Posted by: L. Riofrio | August 03, 2007 at 01:33 AM
I don't want to freak you out about ATMs but you might want to read this:
http://www.schneier.com/blog/archives/2006/09/programming_atm.html
Posted by: Harry Johnston | August 09, 2007 at 05:01 PM
Hey have u trysted the tryst yet?
Posted by: aguy109 | August 14, 2007 at 05:26 PM
What I would like to add is that so far, it has not been external hacking that has been the problem at all; nearly every accusation of fiddling with these machines has been about an "inside job".
And despite the idealistic comment above, the fact is that substantiated accusations of electronic voting fraud in recent years have been overwhelmingly against Republicans. This should be no surprise; they are the party that has given by far the most support to Diebold and other electronic-voting-system companies (and vice versa, I might add).

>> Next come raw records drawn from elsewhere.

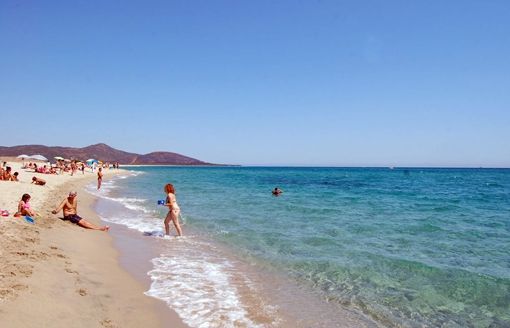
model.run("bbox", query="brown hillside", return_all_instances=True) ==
[0,143,210,165]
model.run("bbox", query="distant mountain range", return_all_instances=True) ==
[0,143,212,165]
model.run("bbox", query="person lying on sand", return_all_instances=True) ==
[14,193,37,217]
[32,176,46,185]
[51,191,109,231]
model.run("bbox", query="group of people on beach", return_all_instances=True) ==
[2,159,184,236]
[25,162,58,174]
[13,192,110,231]
[14,182,183,235]
[4,157,285,239]
[1,159,110,231]
[0,162,19,181]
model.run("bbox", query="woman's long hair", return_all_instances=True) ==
[164,183,175,194]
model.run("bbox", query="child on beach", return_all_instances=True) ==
[32,176,46,186]
[15,193,37,217]
[163,183,183,237]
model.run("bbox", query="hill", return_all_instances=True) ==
[0,143,211,165]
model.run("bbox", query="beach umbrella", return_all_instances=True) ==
[17,154,29,159]
[86,159,98,164]
[30,154,48,161]
[54,156,64,160]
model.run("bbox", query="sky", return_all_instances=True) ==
[1,0,509,167]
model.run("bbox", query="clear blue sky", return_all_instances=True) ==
[1,0,509,166]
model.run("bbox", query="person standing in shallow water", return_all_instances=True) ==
[97,167,103,190]
[164,183,183,237]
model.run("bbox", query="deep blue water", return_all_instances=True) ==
[99,167,510,327]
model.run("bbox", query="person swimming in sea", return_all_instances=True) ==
[272,187,283,196]
[163,183,183,237]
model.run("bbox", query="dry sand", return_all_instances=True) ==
[0,159,187,328]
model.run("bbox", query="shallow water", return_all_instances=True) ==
[88,167,510,327]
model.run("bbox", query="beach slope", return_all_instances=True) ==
[0,160,185,327]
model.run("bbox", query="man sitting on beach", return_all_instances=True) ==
[51,191,109,231]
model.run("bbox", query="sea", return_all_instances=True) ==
[85,166,510,328]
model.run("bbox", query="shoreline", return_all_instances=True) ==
[93,168,380,327]
[0,162,186,327]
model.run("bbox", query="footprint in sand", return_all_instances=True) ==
[100,319,116,328]
[0,289,13,298]
[11,284,28,291]
[38,252,50,259]
[77,288,87,296]
[13,264,33,276]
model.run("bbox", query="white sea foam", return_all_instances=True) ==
[86,181,155,214]
[86,171,270,327]
[99,214,162,233]
[145,253,263,328]
[117,170,144,179]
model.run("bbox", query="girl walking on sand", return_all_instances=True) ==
[163,183,183,237]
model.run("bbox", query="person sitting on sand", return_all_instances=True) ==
[14,193,37,217]
[51,191,109,231]
[32,176,46,186]
[12,172,19,181]
[272,187,283,196]
[2,166,13,181]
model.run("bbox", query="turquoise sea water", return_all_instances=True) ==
[94,167,510,327]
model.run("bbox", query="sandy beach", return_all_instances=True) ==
[0,158,186,328]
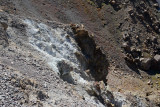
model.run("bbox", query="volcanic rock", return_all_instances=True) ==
[140,58,152,71]
[152,55,160,70]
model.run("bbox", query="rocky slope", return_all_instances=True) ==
[0,0,160,107]
[0,13,108,107]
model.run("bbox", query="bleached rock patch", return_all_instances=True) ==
[23,19,89,85]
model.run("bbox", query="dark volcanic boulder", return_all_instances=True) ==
[152,55,160,70]
[140,58,152,71]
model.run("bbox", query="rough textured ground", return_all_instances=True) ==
[0,0,160,107]
[0,13,106,107]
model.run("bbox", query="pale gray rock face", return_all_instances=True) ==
[23,19,90,85]
[154,55,160,62]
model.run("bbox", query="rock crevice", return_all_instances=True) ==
[71,24,109,83]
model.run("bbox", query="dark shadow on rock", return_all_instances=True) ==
[0,22,9,48]
[125,60,141,75]
[144,70,160,75]
[71,24,109,84]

I am aware that the following is a cliché but it is also true: when in doubt, follow the money. And if you do, you will see that the money has been overwhelmingly Republican. One is honestly compelled to ask, "If fraud was not their intent, why did they so staunchly support the adoption of electronic-ONLY voting systems? What is the reason for their consistent objection to systems that leave a paper trail?"
And to the same poster's later comment, I reply: Yes, there has been a breakdown of trust. But that did not spring from nowhere! The reason there has been a breakdown of trust is that there has been a breakdown of the number and kind of people who hold public office, who have demonstrated that they deserve our trust. Quite the contrary: recently it has almost seemed as though they were in a contest to see who can demonstrate most convincingly that they do NOT.